The Jugalbandi chatbot, which Microsoft launched in May 2023, is one of AI for Good’s major endeavors. The chatbot is targeted to rural farmers—particularly those who live in areas that don’t speak India’s more popular languages—who wish to learn about or access public services, such as applying for a scholarship.


Jugalbandi utilizes a large language model, developed with local research lab AI4Bharat, to analyze a query, unearth the pertinent information, then produce an easy-to-understand answer in the user’s local tongue. (At present, Jugalbandi can translate 10 of India’s 22 official languages.)

(Fortune previously highlighted Microsoft’s work with AI and Jugalbandi on its 2023’s “Change the World” list.)

Another Microsoft attempt called VeLLM, or “Universal Empowerment with Large Language Models,” is aimed at enhancing how GPT, the OpenAI-developed model that underpins ChatGPT, works when dealing with less-popular languages. Majority of today’s large language models perform best in several prime global languages—predominantly English and Chinese—due to high data availability in those two languages. It’s trickier to train AI on so-called low-resource languages, where data is scarce or non-existent.

VeLLM forms the basis for other AI experiments, like Shiksha, a generative AI bot that aids educators in creating new curricula in non-English languages expediently, freeing up more time to be dedicated to teaching.

‘Participatory’ design

Microsoft engineers such as Kalika Bali, principal researcher for Microsoft Research India, are apprehensive of cutesy technology solutions that don’t reflect the way rural Indians lead their lives.

For a while now, technologists have tried to utilize the South Asian country as a testing ground to prove that digital technologies—affordable laptops, accessible internet, and smartphone apps—can enhance the quality of life in rural India.

Yet, not every initiative was fruitful, Bali notes dryly.

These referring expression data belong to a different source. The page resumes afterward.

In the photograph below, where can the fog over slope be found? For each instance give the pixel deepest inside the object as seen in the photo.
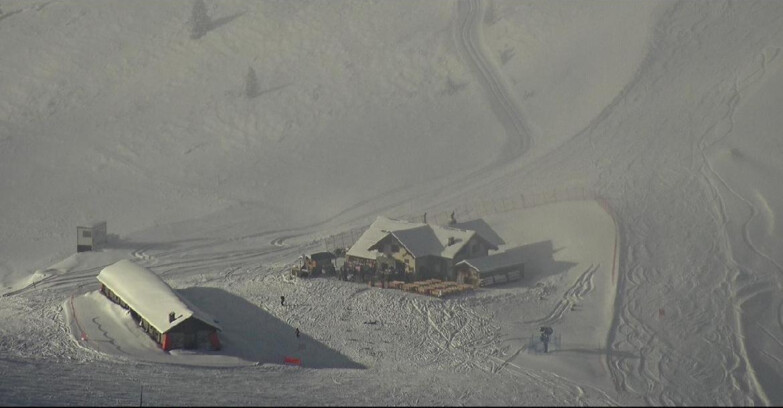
(668, 110)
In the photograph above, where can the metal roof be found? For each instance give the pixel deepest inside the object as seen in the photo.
(149, 296)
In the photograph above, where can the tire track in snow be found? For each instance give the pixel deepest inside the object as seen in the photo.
(470, 14)
(468, 40)
(571, 297)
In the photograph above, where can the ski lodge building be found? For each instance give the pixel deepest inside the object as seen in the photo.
(423, 251)
(169, 319)
(492, 269)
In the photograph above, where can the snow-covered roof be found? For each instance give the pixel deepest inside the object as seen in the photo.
(494, 262)
(428, 239)
(445, 234)
(419, 241)
(149, 296)
(377, 230)
(483, 229)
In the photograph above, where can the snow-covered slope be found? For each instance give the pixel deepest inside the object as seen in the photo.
(668, 110)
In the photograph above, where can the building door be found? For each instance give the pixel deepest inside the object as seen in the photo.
(190, 340)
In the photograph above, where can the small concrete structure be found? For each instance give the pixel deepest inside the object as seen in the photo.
(92, 237)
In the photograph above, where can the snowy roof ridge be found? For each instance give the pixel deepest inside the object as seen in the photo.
(377, 230)
(149, 296)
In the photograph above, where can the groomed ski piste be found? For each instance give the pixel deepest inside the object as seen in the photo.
(632, 149)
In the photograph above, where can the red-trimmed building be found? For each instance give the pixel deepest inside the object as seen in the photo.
(170, 320)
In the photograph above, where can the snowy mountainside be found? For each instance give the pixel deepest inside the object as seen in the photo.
(667, 110)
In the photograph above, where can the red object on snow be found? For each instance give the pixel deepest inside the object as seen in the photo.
(293, 361)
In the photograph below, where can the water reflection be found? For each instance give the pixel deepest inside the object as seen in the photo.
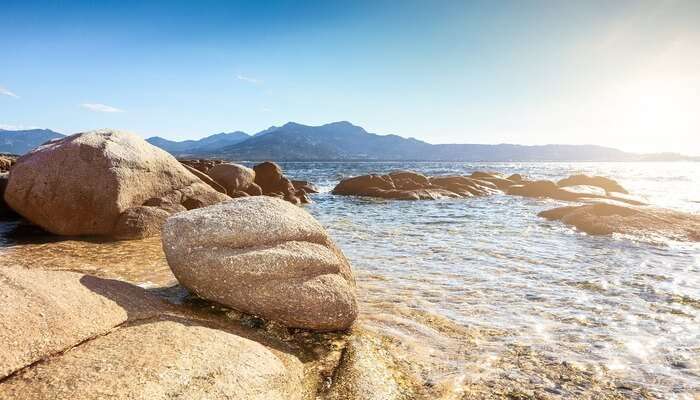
(462, 285)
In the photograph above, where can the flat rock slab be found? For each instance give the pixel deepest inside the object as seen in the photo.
(46, 312)
(170, 358)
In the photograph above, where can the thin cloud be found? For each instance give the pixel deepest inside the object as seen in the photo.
(6, 92)
(97, 107)
(248, 79)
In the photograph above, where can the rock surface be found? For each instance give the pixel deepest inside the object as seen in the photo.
(605, 219)
(263, 256)
(410, 185)
(170, 358)
(46, 312)
(81, 184)
(607, 184)
(233, 177)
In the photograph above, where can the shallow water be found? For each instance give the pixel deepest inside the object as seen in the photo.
(456, 282)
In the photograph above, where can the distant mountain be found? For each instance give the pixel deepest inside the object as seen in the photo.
(345, 141)
(22, 141)
(193, 147)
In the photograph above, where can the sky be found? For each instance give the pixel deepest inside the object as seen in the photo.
(619, 73)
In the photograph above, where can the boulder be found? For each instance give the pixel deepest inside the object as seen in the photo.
(233, 177)
(167, 358)
(5, 210)
(546, 189)
(360, 185)
(46, 312)
(605, 219)
(607, 184)
(263, 256)
(268, 176)
(81, 184)
(410, 175)
(6, 162)
(305, 186)
(206, 179)
(254, 190)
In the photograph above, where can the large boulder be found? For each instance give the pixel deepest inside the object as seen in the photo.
(606, 219)
(360, 185)
(607, 184)
(263, 256)
(168, 358)
(82, 184)
(46, 312)
(233, 177)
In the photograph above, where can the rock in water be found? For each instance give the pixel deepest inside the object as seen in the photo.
(263, 256)
(233, 177)
(607, 184)
(605, 219)
(81, 184)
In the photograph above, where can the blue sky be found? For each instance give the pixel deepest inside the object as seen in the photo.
(622, 73)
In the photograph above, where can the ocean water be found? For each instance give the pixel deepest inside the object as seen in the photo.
(459, 284)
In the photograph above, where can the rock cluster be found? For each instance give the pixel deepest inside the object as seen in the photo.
(409, 185)
(263, 256)
(265, 178)
(605, 219)
(104, 183)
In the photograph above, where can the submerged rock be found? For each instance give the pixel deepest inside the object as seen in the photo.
(263, 256)
(46, 312)
(233, 177)
(607, 184)
(82, 184)
(605, 219)
(369, 371)
(409, 185)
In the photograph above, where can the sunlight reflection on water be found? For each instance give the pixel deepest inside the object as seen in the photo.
(623, 303)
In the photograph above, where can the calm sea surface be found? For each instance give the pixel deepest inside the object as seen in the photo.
(624, 306)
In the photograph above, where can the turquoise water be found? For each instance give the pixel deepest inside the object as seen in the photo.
(457, 282)
(620, 304)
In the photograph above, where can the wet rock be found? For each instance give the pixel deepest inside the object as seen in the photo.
(607, 184)
(409, 185)
(206, 179)
(46, 312)
(368, 371)
(605, 219)
(305, 186)
(268, 176)
(263, 256)
(140, 222)
(201, 165)
(360, 185)
(233, 177)
(254, 190)
(547, 189)
(167, 358)
(81, 184)
(5, 210)
(6, 162)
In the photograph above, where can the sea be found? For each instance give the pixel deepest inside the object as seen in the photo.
(482, 291)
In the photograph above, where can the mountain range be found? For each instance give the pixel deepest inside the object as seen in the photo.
(343, 141)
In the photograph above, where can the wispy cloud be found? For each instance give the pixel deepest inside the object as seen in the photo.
(8, 127)
(6, 92)
(248, 79)
(97, 107)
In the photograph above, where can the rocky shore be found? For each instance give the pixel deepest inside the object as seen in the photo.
(265, 305)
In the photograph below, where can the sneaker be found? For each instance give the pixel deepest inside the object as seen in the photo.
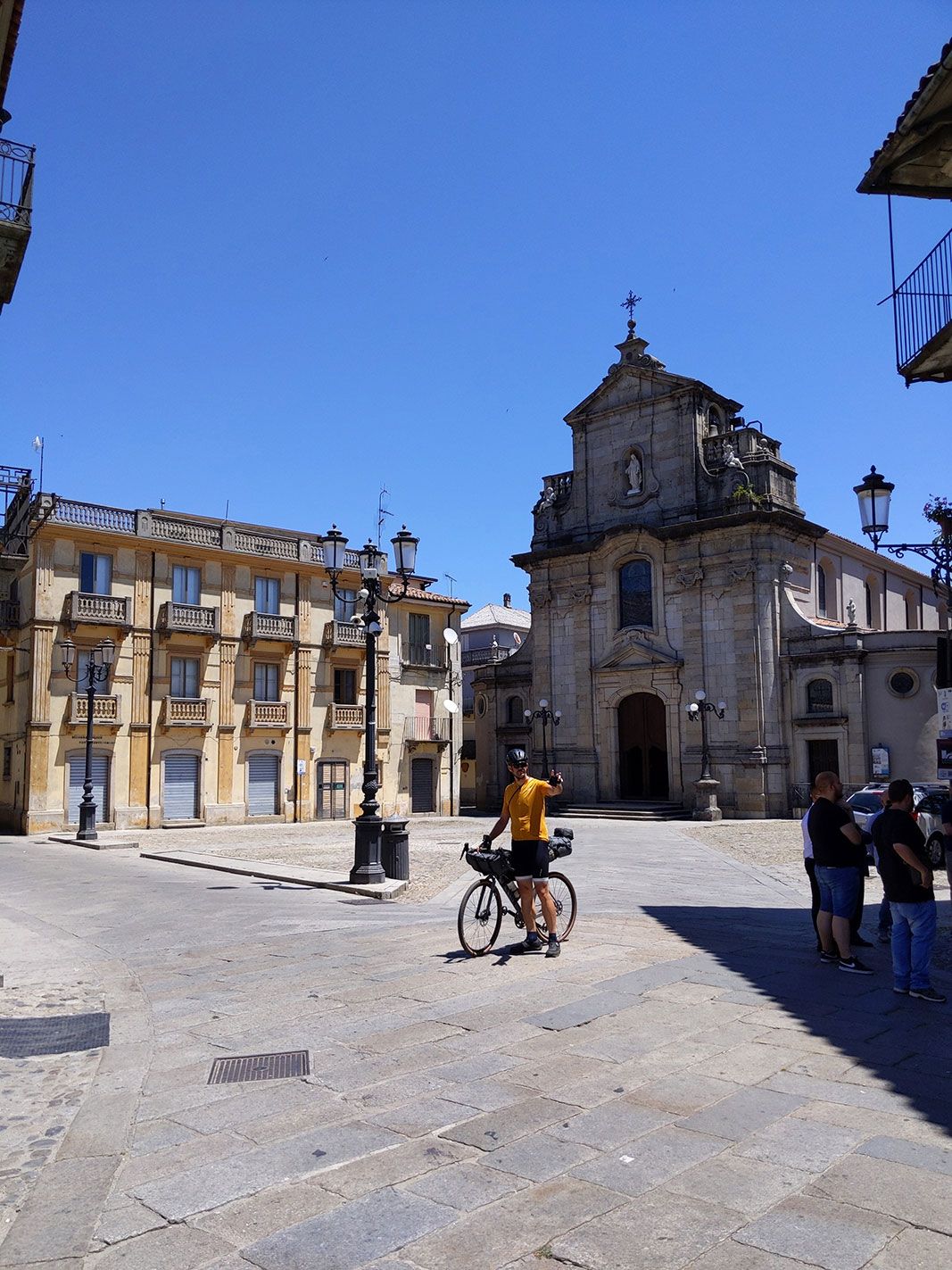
(855, 967)
(928, 994)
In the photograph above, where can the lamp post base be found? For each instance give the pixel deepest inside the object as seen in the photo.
(87, 823)
(367, 841)
(706, 807)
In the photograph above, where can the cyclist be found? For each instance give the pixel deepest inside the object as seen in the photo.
(525, 804)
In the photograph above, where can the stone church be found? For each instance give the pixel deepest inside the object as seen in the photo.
(673, 558)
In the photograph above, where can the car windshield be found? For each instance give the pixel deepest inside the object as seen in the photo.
(865, 801)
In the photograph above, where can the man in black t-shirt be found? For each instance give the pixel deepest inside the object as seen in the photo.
(906, 879)
(838, 855)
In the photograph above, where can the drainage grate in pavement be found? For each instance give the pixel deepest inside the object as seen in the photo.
(59, 1034)
(259, 1067)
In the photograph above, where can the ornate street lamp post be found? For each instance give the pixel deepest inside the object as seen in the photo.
(873, 494)
(706, 786)
(98, 666)
(368, 826)
(546, 717)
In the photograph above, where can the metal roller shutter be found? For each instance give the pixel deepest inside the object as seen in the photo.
(422, 785)
(180, 787)
(101, 785)
(263, 784)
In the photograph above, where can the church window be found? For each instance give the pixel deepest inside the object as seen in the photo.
(819, 696)
(635, 606)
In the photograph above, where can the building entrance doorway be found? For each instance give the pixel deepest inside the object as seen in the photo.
(642, 747)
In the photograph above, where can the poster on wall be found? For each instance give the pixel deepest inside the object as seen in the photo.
(880, 762)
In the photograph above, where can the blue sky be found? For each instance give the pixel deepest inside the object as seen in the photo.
(286, 253)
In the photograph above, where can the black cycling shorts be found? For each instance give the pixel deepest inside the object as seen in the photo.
(531, 859)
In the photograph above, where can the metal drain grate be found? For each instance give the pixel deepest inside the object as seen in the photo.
(261, 1067)
(56, 1034)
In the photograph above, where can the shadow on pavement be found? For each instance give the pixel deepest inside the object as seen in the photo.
(768, 955)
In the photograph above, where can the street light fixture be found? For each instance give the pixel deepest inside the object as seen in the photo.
(699, 710)
(371, 561)
(873, 497)
(101, 660)
(546, 717)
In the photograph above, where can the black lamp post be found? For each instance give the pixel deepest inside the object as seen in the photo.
(873, 494)
(368, 826)
(700, 709)
(546, 717)
(101, 660)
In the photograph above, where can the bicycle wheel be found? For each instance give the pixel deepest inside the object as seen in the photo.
(567, 906)
(480, 917)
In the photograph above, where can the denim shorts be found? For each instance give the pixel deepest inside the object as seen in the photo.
(840, 889)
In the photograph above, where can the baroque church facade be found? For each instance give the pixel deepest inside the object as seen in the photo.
(673, 558)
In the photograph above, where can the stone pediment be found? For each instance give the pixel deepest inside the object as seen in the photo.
(637, 654)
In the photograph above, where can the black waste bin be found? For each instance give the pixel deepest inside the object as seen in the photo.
(395, 849)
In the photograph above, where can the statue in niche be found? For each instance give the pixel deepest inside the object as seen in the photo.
(635, 474)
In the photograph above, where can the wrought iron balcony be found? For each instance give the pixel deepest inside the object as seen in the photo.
(426, 729)
(270, 627)
(423, 655)
(105, 710)
(188, 618)
(345, 718)
(485, 655)
(922, 309)
(87, 610)
(344, 635)
(15, 210)
(188, 713)
(268, 714)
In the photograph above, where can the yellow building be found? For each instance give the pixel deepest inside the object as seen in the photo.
(236, 691)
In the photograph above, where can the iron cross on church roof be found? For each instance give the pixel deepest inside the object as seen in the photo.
(628, 303)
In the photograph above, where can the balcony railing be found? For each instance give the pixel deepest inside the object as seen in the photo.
(268, 714)
(270, 627)
(424, 655)
(105, 710)
(343, 635)
(188, 618)
(426, 729)
(99, 610)
(485, 655)
(345, 718)
(188, 713)
(922, 308)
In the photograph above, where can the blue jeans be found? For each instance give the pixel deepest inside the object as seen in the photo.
(913, 939)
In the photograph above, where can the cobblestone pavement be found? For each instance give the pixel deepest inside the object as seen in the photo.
(684, 1086)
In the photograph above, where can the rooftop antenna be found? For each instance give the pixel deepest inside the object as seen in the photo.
(38, 444)
(382, 513)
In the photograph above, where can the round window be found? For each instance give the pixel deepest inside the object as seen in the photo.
(903, 684)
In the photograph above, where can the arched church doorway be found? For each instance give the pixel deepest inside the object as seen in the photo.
(642, 747)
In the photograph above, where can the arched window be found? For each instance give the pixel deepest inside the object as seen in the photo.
(819, 696)
(635, 607)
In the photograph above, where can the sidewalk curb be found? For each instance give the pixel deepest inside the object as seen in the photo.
(319, 878)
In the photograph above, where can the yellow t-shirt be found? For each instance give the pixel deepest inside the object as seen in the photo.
(526, 805)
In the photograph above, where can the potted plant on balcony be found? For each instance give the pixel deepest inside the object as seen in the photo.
(939, 510)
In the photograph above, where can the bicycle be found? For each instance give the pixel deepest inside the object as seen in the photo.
(483, 906)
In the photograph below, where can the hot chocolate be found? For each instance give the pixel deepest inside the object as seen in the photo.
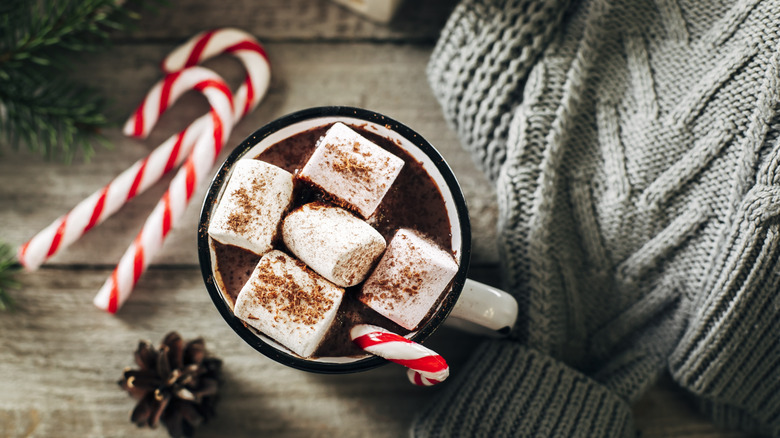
(413, 202)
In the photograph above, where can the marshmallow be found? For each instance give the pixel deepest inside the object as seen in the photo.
(352, 169)
(289, 303)
(252, 205)
(409, 279)
(332, 242)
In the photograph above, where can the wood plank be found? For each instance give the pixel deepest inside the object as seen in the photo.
(389, 79)
(58, 370)
(292, 20)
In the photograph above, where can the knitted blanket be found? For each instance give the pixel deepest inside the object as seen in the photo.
(634, 148)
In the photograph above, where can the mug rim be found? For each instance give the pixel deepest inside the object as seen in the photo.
(219, 179)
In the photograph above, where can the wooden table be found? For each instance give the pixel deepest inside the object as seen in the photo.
(60, 357)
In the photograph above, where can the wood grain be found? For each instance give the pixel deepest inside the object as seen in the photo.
(60, 357)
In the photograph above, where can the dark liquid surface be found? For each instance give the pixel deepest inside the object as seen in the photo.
(413, 201)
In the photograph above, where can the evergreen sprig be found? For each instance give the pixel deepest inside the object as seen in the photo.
(40, 106)
(8, 267)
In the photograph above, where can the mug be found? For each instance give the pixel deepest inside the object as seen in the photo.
(468, 304)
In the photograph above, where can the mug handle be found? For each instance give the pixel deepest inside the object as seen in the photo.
(483, 310)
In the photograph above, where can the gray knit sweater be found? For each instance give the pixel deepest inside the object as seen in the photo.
(634, 148)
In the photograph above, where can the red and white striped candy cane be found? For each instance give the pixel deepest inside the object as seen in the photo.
(148, 242)
(140, 176)
(170, 208)
(426, 367)
(234, 41)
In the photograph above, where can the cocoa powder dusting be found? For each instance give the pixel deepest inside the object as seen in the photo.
(284, 296)
(239, 221)
(413, 201)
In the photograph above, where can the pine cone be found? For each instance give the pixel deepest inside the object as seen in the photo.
(176, 384)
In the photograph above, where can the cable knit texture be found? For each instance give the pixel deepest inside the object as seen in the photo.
(634, 148)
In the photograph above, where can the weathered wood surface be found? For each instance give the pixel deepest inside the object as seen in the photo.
(60, 357)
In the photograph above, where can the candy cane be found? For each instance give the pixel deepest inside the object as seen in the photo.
(234, 41)
(135, 180)
(168, 210)
(426, 367)
(133, 263)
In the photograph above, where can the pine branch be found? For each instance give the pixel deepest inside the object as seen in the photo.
(40, 106)
(8, 267)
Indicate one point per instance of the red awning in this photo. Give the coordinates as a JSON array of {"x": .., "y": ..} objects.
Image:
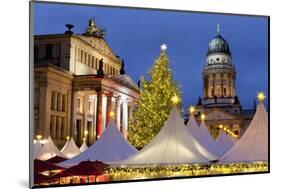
[
  {"x": 41, "y": 166},
  {"x": 56, "y": 159},
  {"x": 85, "y": 168}
]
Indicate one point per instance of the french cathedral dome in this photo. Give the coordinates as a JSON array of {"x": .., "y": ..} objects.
[{"x": 218, "y": 45}]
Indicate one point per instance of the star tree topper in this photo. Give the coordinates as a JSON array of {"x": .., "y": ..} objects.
[{"x": 261, "y": 96}]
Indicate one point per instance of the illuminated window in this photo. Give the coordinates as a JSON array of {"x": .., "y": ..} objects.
[
  {"x": 81, "y": 56},
  {"x": 63, "y": 103},
  {"x": 53, "y": 105},
  {"x": 93, "y": 62},
  {"x": 59, "y": 101},
  {"x": 49, "y": 49},
  {"x": 78, "y": 105}
]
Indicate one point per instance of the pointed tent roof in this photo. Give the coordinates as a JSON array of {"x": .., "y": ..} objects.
[
  {"x": 172, "y": 145},
  {"x": 70, "y": 149},
  {"x": 36, "y": 148},
  {"x": 253, "y": 145},
  {"x": 209, "y": 142},
  {"x": 83, "y": 147},
  {"x": 202, "y": 140},
  {"x": 223, "y": 141},
  {"x": 111, "y": 146},
  {"x": 49, "y": 150}
]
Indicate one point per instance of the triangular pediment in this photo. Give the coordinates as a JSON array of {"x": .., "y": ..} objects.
[
  {"x": 219, "y": 115},
  {"x": 101, "y": 45}
]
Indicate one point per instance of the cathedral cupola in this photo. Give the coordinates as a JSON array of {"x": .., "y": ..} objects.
[{"x": 219, "y": 73}]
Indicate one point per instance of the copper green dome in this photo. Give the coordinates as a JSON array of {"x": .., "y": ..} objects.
[{"x": 218, "y": 45}]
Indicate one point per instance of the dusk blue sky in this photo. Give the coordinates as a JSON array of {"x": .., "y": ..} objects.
[{"x": 136, "y": 35}]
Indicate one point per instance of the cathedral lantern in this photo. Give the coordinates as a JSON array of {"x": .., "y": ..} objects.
[{"x": 219, "y": 74}]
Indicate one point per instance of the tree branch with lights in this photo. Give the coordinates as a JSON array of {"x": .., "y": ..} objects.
[{"x": 155, "y": 101}]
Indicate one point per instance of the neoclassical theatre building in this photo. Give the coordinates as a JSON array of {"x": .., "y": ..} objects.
[
  {"x": 220, "y": 102},
  {"x": 79, "y": 85}
]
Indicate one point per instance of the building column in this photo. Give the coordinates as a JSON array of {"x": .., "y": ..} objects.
[
  {"x": 56, "y": 101},
  {"x": 54, "y": 127},
  {"x": 130, "y": 110},
  {"x": 221, "y": 75},
  {"x": 94, "y": 125},
  {"x": 125, "y": 119},
  {"x": 108, "y": 108},
  {"x": 59, "y": 126},
  {"x": 85, "y": 110},
  {"x": 118, "y": 112},
  {"x": 73, "y": 116},
  {"x": 229, "y": 85},
  {"x": 99, "y": 121},
  {"x": 44, "y": 112},
  {"x": 68, "y": 121}
]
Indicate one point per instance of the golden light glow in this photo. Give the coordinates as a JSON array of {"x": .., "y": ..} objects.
[
  {"x": 163, "y": 47},
  {"x": 261, "y": 96},
  {"x": 111, "y": 114},
  {"x": 175, "y": 99},
  {"x": 38, "y": 137},
  {"x": 86, "y": 132},
  {"x": 203, "y": 117},
  {"x": 191, "y": 109}
]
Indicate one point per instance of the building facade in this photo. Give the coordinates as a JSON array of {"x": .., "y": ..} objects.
[
  {"x": 80, "y": 84},
  {"x": 220, "y": 102}
]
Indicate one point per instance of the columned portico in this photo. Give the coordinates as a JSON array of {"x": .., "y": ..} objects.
[
  {"x": 118, "y": 112},
  {"x": 99, "y": 118},
  {"x": 108, "y": 107},
  {"x": 125, "y": 119}
]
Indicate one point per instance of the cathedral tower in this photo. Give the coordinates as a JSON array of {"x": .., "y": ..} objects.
[{"x": 219, "y": 76}]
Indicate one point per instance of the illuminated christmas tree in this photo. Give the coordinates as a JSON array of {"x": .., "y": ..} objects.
[{"x": 155, "y": 102}]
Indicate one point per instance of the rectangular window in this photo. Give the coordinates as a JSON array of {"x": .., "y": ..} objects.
[
  {"x": 36, "y": 52},
  {"x": 78, "y": 105},
  {"x": 89, "y": 60},
  {"x": 52, "y": 127},
  {"x": 89, "y": 107},
  {"x": 59, "y": 101},
  {"x": 53, "y": 105},
  {"x": 81, "y": 56},
  {"x": 49, "y": 49},
  {"x": 85, "y": 58},
  {"x": 96, "y": 63},
  {"x": 93, "y": 62},
  {"x": 63, "y": 129},
  {"x": 58, "y": 128}
]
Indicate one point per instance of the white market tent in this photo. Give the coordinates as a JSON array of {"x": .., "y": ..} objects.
[
  {"x": 70, "y": 149},
  {"x": 36, "y": 148},
  {"x": 111, "y": 146},
  {"x": 197, "y": 133},
  {"x": 83, "y": 147},
  {"x": 253, "y": 145},
  {"x": 224, "y": 141},
  {"x": 172, "y": 145},
  {"x": 49, "y": 150},
  {"x": 209, "y": 142}
]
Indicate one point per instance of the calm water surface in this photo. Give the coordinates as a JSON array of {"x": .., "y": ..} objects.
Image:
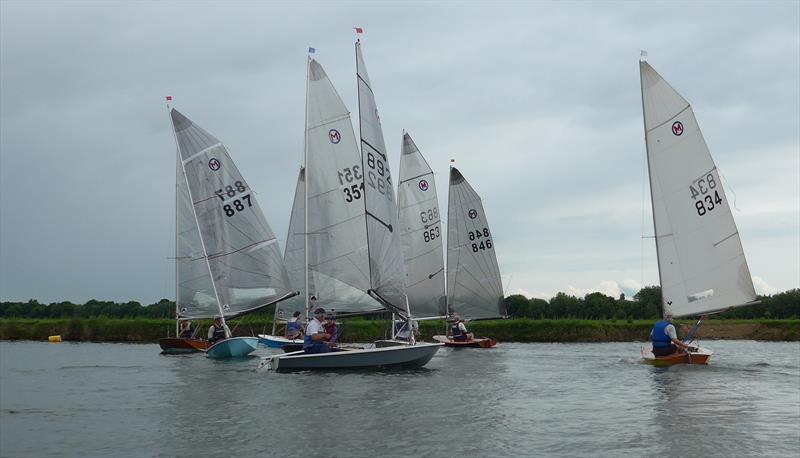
[{"x": 514, "y": 400}]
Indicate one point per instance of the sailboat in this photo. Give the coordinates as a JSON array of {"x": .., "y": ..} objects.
[
  {"x": 701, "y": 263},
  {"x": 421, "y": 234},
  {"x": 228, "y": 260},
  {"x": 474, "y": 286},
  {"x": 294, "y": 260},
  {"x": 354, "y": 263}
]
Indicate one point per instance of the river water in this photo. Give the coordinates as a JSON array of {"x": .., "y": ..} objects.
[{"x": 514, "y": 400}]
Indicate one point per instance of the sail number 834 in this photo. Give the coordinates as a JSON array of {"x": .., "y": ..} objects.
[{"x": 706, "y": 197}]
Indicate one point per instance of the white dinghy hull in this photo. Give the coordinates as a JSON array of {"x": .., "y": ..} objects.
[{"x": 397, "y": 356}]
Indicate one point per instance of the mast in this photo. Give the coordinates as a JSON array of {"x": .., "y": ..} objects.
[
  {"x": 177, "y": 280},
  {"x": 305, "y": 191},
  {"x": 197, "y": 224},
  {"x": 650, "y": 181}
]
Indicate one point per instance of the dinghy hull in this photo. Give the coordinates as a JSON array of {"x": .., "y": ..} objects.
[
  {"x": 276, "y": 341},
  {"x": 699, "y": 356},
  {"x": 396, "y": 356},
  {"x": 182, "y": 345},
  {"x": 483, "y": 342},
  {"x": 235, "y": 347}
]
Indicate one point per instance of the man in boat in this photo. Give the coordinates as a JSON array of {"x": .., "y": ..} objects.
[
  {"x": 332, "y": 329},
  {"x": 186, "y": 329},
  {"x": 218, "y": 331},
  {"x": 459, "y": 330},
  {"x": 315, "y": 339},
  {"x": 665, "y": 338},
  {"x": 293, "y": 328}
]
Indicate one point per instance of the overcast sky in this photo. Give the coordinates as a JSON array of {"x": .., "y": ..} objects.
[{"x": 539, "y": 103}]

She recollects one project in which designers from a development organization tried to devise a game to aid women farmers in India access crucial information.

“The women gave that person such a disdainful look,” she said. “They said ‘Do you think we have time for playing games?’”

Instead, Bali says she and her team engage in a “participatory” design procedure. “We spend a lot of time with the communities that we are working for, endeavoring to have them express what they desire out of a technology, or how they wish to address an issue,” she says.

Not just social good

Microsoft, of course, isn’t just intrigued by AI for its potential for social good. The U.S. tech giant is developing its own AI products, hosted on its Azure cloud computing system. It’s also a key supporter of ChatGPT developer OpenAI. The hype surrounding AI has helped boost Microsoft’s stock by 65% over the past year, propelling its market value to $3 trillion, making it the U.S.’s most valuable company.

Mazhari sees significant opportunities for Microsoft in Asia, where there is “an extraordinary pace of change and transformation across industries and geographies.” He cites several instances where Asian companies have turned to Microsoft’s generative AI services: Lazada, the Southeast Asian e-commerce platform owned by Alibaba, used Microsoft tools to create the first e-commerce chatbot in Southeast Asia. 

Nevertheless, even if Microsoft’s experiments in India don’t yield much for the company’s bottom line directly, they provide valuable insights for the company moving forward.

“Our partnerships under AI for Good and other pilot initiatives enable us to pick up early signals for advancing AI security and safety,” Mahzhari says. Those lessons are then used to develop “policies for much-needed guardrails” on the new technology. 

Bali acknowledges that her work is inherently linked with Microsoft’s overall business interest in AI. 

“These are early ventures in terms of how to make people who do not have access to technology get on the technology bandwagon,” she says. “Then they will become, hopefully, future technology users who would, amongst other things, also use Microsoft products.”

Fortune is hosting the inaugural Fortune Innovation Forum in Hong Kong on March 27-28. Experts, investors, and leaders of the world’s largest companies will convene to discuss “New Strategies for Growth,” or how companies can best seize opportunities in a fast-changing world.